The New Google Search Console – Index Coverage Report
The existing search console already offers a limited index report, but the new version offers much more in-depth information and data.
The index report shows you which of your pages have been correctly indexed and identify any potential issues with pages that couldn’t be indexed.
Now, the system will automatically alert you when there’s an indexing error and help you get to the bottom of it.
When you’re alerted to a specific problem, you will be able given the page details and a link to diagnostic tools to better understand what went wrong.
Because these errors often require a specific skill-set to fix, the updated index report also includes a share button so you can easily share the report with members of your team.
Once you’ve worked to resolve the issue, you can alert Google. Google will then act faster to recrawl and index your site to make sure your fixes were effective.
Going forward, there are a few scenarios to be on the lookout for.
First, if you notice a sudden spike in indexing errors, it could point to a change in your template or a sitemap that includes blocked URLs.
If you see a drop in indexed pages that isn’t due to errors, it could potentially mean that you’re blocking access to your pages.
And lastly, if you see a significant amount of pages that aren’t being indexed, you should look into your excluded URLs to make sure you haven’t excluded any that you want indexed.
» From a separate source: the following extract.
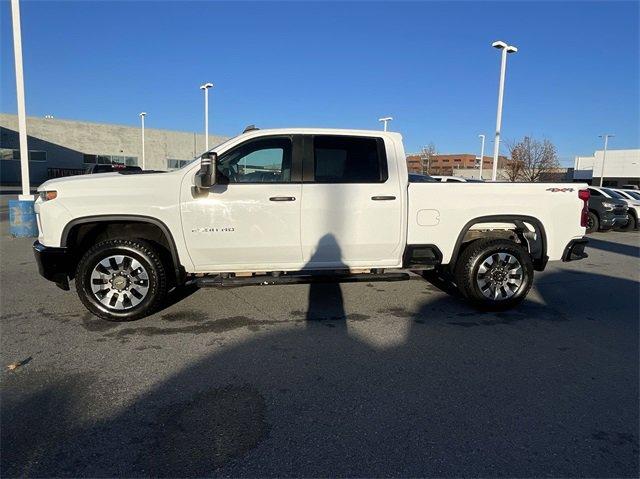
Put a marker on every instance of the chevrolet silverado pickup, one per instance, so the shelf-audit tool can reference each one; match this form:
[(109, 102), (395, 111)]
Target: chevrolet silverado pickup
[(298, 206)]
The New Google Search Console – AMP Status
Google’s been big on accelerated mobile pages (AMP) for a while now, so it makes sense that it now has its own dedicated feature on the new search console.
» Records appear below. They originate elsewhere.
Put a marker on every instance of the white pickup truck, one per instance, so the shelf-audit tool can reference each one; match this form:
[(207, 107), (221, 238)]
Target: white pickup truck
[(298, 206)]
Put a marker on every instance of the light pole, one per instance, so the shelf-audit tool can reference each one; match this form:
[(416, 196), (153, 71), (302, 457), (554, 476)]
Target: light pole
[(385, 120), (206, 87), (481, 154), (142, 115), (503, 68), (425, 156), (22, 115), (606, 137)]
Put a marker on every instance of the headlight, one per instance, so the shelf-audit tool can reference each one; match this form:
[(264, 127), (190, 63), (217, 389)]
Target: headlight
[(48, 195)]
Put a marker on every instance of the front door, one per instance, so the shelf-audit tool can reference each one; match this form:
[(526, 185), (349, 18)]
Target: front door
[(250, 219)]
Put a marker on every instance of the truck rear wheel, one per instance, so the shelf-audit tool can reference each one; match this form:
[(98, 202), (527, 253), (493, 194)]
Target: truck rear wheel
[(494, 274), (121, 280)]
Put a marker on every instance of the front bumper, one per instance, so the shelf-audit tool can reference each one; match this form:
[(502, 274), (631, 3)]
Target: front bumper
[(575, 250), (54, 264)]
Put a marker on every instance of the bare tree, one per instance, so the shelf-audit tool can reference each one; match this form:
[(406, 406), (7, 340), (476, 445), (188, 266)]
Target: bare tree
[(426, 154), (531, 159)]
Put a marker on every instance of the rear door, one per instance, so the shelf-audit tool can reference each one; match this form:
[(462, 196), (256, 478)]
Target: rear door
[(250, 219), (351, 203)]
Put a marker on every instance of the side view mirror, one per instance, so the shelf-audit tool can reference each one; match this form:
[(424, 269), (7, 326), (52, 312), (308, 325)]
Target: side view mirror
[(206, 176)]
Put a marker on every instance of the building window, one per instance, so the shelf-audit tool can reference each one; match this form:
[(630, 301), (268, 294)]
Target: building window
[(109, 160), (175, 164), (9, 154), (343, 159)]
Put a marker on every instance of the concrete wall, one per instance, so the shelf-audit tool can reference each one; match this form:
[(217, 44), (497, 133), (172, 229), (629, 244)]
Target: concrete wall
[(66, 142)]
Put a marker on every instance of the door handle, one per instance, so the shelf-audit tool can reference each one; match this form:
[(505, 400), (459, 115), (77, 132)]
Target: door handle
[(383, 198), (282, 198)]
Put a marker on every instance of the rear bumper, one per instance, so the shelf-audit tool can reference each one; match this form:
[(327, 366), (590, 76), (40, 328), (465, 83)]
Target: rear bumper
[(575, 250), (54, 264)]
The new console allows you to monitor your AMP performance, including how your pages are displayed and details on any specific error or warnings.
Similar to the index report, you’ll be shown all issues found by Google and given insight into which pages were affected, how to fix it, and how to notify Google once the issue has been addressed.
Google will sort all issues by a combination of severity, validation and number of affected pages, with the most pressing listed first. They also note that while AMP pages with warnings can still show in Google search results, they may not appear with all AMP features.
The New Google Search Console – Job Postings
Have job openings? Google now has a place for them.
Google for Jobs – the company’s answer to sites like Monster and Glassdoor – was announced by the company last year and available only in certain locations.
Now, you’ll be able to list your job openings through the search console and monitor their performance.
The report will tell you any potential errors in your postings, and you will be able to monitor any error spikes or missing job postings.
Similar to its other report functions, you will be able to alert Google that your postings are ready to be revalidated once the errors have been fixed.
What Does Google’s Search Console Mean for Business?
The newest installment is an obvious upgrade for marketers.
Perhaps the biggest improvement is the transparency offered in the new reports.
While much of this data has been limited in the past, webmasters will now have access to detailed reports and error messages regarding indexing and search performance.
A less emphasized but no less important upgrade is the ease of communication the new reports allow between team members. A simple share button will allow for clearer communication and faster fixes.
As the new console continues to roll out and Google adds more features from the old console, the old version will stay live.
For now, Google states that both versions will continue to live side by side and webmasters will be able to access both through the navigation bar.
As for the future, Google’s isn’t stopping with these four features. Google plans to roll out more features throughout the year.
Get Started with Google’s New Search Console
The new Search Console represents a big step towards transparency with Google, and as any SEO knows, that’s a step in the right direction.